It turns out it's straightforward to reimplement the default fingerprinting
algorithm that OpenRefine uses. We did that here to help catch those sorts
of trivial spelling differences in user searches in order to provide
best-bet suggestions for some of our most popular stuff. Here's my
reimplementation; have fun:
Once you have a cluster of strings with a common fingerprint, you'd need to
pick a canonical form for everything in that cluster, since the fingerprint
itself isn't a thing you'd want to expose to humans.
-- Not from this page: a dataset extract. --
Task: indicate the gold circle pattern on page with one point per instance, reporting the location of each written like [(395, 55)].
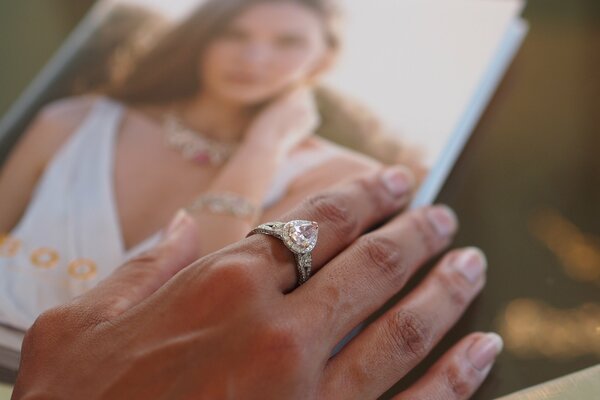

On Wed, Oct 25, 2017 at 11:57 AM, Eric Lease Morgan <[log in to unmask]> wrote:
> Has anybody here played with any clustering techniques for normalizing
> bibliographic data?
> My bibliographic data is fraught with inconsistencies. For example, a
> publisher’s name may be recorded one way, another way, or a third way. The
> same goes for things like publisher place: South Bend; South Bend, IN;
> South Bend, Ind. And then there is the ISBD punctuation that is sometimes
> applied and sometimes not. All of these inconsistencies make indexing &
> faceted browsing more difficult than it needs to be.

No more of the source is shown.